Lirentelimab

Monoclonal antibody
- Type: Whole antibody
- Source: Humanized
- Target: SIGLEC8

Clinical data
- Trade names: AK002
- Routes of administration: Intravenous

Identifiers
- CAS Number: 2283348-97-8;
- UNII: SWS48LJU3T;
- KEGG: D11906;
- ChEMBL: ChEMBL4297878;

Chemical and physical data
- Formula: C_{6408}H_{9884}N_{1700}O_{2006}S_{46}
- Molar mass: 144310.21 g·mol^{−1}

= Lirentelimab =

Monoclonal antibody

Lirentelimab (called AK002 during preclinical development) is a humanized nonfucosylated monoclonal antibody that targets sialic acid-binding Ig-like lectin 8 (SIGLEC8). It was discovered and developed by Allakos. Allakos tested it several conditions driven by overactivation of eosinophils and mast cells but after it failed in two Phase II trials in 2024, Allakos stopped working on it.

==Description==
Lirentelimab is a humanized, nonfucosylated IgG1 monoclonal antibody that targets Siglec-8; it removes eosinophils by triggering natural killer cells to kill them. Siglec-8 is an inhibitory receptor present on eosinophils and mast cells, with low level expression on basophils.

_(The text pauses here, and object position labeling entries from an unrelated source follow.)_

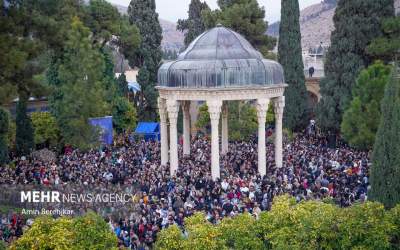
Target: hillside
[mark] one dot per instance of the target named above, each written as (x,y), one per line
(172,39)
(316,24)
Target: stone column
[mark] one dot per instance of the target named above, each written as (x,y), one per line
(279,105)
(194,112)
(173,110)
(262,109)
(162,110)
(224,127)
(214,108)
(186,127)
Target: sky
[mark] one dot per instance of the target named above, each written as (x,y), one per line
(172,10)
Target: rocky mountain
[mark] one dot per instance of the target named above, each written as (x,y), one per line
(316,23)
(172,39)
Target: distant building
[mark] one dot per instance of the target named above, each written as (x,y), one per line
(33,105)
(131,78)
(313,60)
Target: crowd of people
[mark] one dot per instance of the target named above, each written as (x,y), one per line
(311,170)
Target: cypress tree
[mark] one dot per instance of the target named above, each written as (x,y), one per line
(357,23)
(4,124)
(385,171)
(194,25)
(290,56)
(143,14)
(24,139)
(245,17)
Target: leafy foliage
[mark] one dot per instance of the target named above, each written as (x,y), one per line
(4,127)
(357,23)
(170,238)
(124,115)
(46,128)
(245,17)
(81,79)
(290,57)
(385,170)
(240,233)
(143,14)
(291,225)
(194,25)
(87,232)
(361,119)
(202,235)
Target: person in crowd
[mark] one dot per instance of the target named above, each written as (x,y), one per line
(311,170)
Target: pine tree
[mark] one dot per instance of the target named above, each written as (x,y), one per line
(194,25)
(143,14)
(385,170)
(4,126)
(357,23)
(245,17)
(290,56)
(362,118)
(24,137)
(81,76)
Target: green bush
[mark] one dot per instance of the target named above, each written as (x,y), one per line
(46,130)
(291,225)
(4,128)
(87,232)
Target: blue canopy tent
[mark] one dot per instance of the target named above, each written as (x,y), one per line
(106,128)
(150,130)
(134,86)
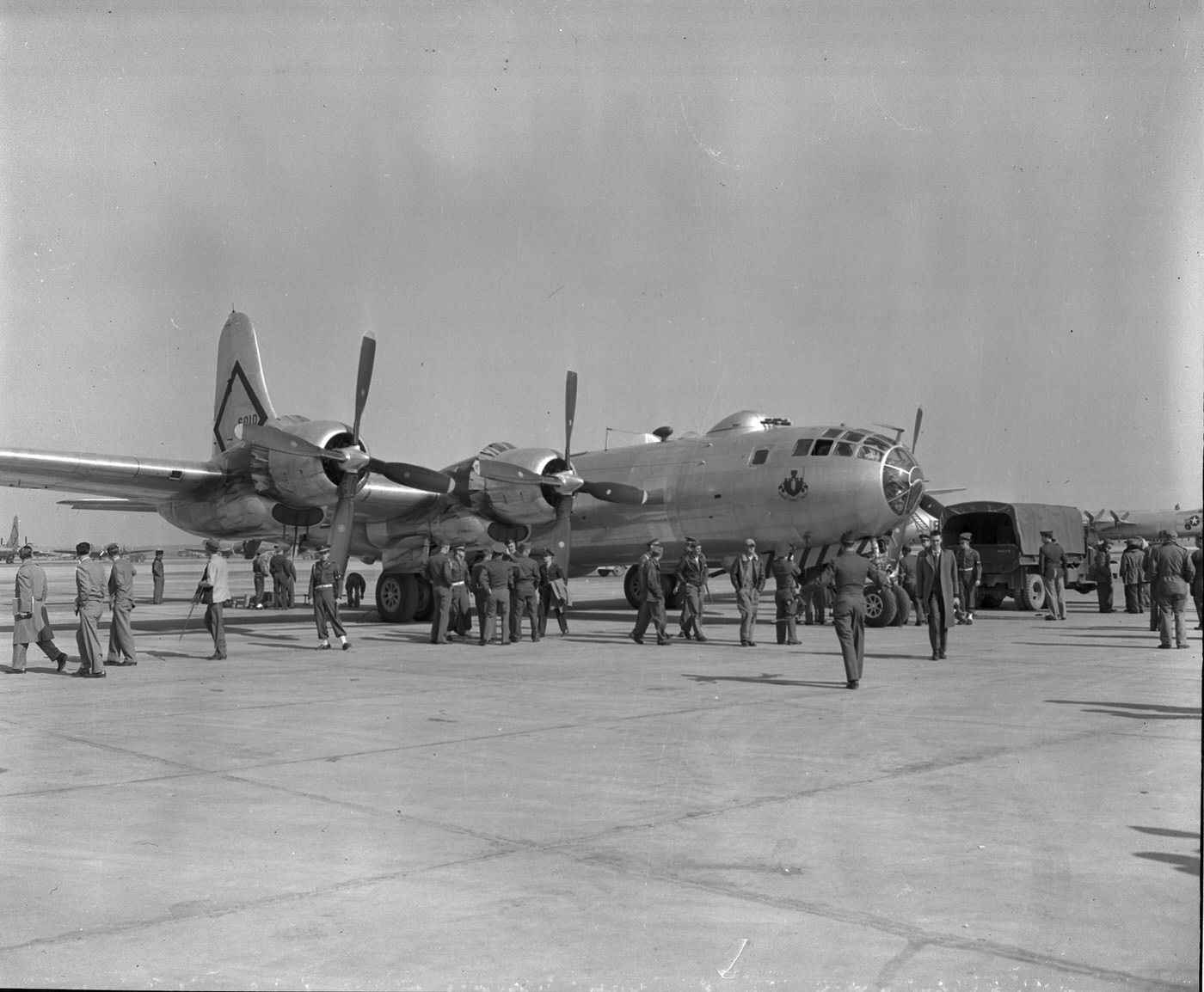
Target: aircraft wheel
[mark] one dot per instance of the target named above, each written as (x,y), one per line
(629,586)
(881,607)
(1032,592)
(396,597)
(424,601)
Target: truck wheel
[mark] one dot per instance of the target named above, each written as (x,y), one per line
(396,596)
(881,607)
(1032,592)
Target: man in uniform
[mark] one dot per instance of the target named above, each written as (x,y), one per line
(969,574)
(785,596)
(436,573)
(325,589)
(460,620)
(1171,573)
(92,591)
(748,579)
(525,601)
(280,578)
(652,596)
(122,649)
(1051,560)
(936,574)
(848,573)
(30,620)
(213,590)
(497,578)
(692,580)
(157,577)
(1132,576)
(1102,566)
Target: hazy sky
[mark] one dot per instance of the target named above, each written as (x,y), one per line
(833,212)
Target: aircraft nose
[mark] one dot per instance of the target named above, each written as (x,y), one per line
(902,481)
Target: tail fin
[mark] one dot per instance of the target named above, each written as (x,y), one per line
(241,393)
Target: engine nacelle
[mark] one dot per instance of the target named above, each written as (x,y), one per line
(530,505)
(307,481)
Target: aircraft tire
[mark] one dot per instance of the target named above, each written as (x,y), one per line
(881,607)
(629,586)
(1032,592)
(396,596)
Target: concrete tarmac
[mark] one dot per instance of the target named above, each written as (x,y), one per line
(586,813)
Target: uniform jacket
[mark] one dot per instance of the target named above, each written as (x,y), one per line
(1170,570)
(92,583)
(750,570)
(217,577)
(30,597)
(943,579)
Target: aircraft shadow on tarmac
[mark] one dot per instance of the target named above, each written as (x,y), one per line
(1185,863)
(1133,710)
(764,679)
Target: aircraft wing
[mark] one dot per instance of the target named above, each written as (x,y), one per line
(136,480)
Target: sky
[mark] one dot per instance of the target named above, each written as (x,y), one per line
(831,212)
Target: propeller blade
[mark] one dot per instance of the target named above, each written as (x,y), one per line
(569,414)
(505,472)
(364,381)
(274,439)
(616,493)
(341,524)
(415,475)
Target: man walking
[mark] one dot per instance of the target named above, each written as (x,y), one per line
(1051,560)
(748,579)
(30,620)
(122,649)
(848,573)
(937,579)
(92,591)
(213,590)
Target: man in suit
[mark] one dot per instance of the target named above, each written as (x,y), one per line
(30,620)
(92,591)
(748,579)
(936,572)
(122,649)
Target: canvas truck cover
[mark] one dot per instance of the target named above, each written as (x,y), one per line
(1029,520)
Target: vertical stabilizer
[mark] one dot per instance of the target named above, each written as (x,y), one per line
(241,391)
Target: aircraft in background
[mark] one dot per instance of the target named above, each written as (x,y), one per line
(9,549)
(267,475)
(1121,526)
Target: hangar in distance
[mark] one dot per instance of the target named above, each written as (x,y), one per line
(273,477)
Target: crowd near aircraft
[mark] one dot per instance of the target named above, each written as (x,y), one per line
(286,478)
(1122,526)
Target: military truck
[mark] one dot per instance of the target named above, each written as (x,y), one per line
(1008,538)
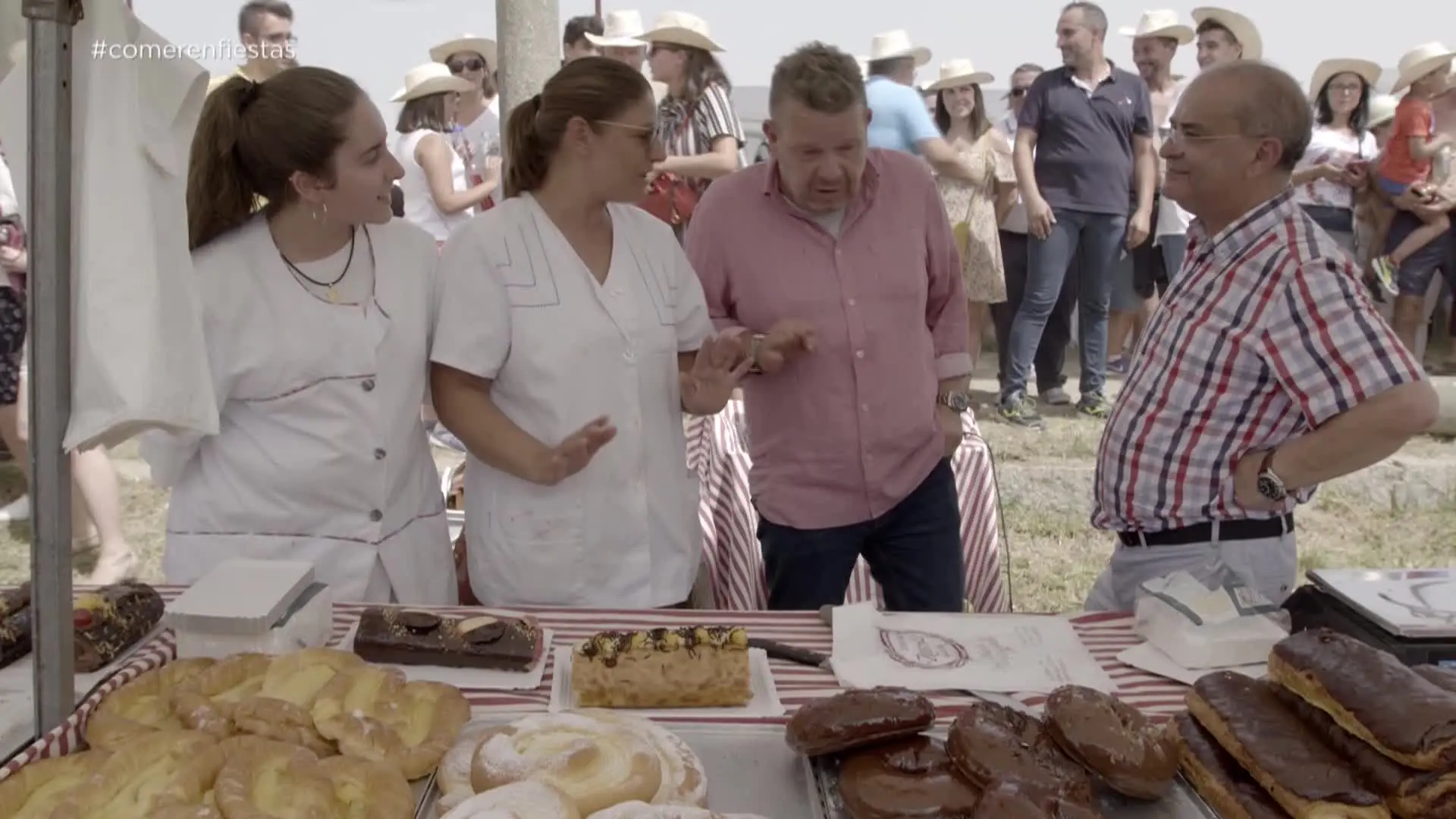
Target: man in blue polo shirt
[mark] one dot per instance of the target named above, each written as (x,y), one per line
(1084,143)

Interleukin-5, granulocyte-macrophage colony stimulating factor, and interleukin-33 enhance anti-Siglec-8 mediated destruction of eosinophils. Lirentelimab inhibits mast cells' IgE-mediated degranulation and de novo synthesis of prostaglandin D2 in vitro.

==Research==
Lirentelimab has been studied in clinical trials for conditions in which eosinophils are overactive - for example in chronic spontaneous urticaria, indolent systemic mastocytosis, and severe allergic conjunctivitis. In January 2025, after the drug candidate failed in a phase II trial in atopic dermatitis and in a phase IIb study in chronic spontaneous urticaria, the company developing it, Allakos, ceased development of lirentelimbab. In 2025 Allakos and its assets were acquired by Concentra Biosciences, controlled by Tang Capital Management.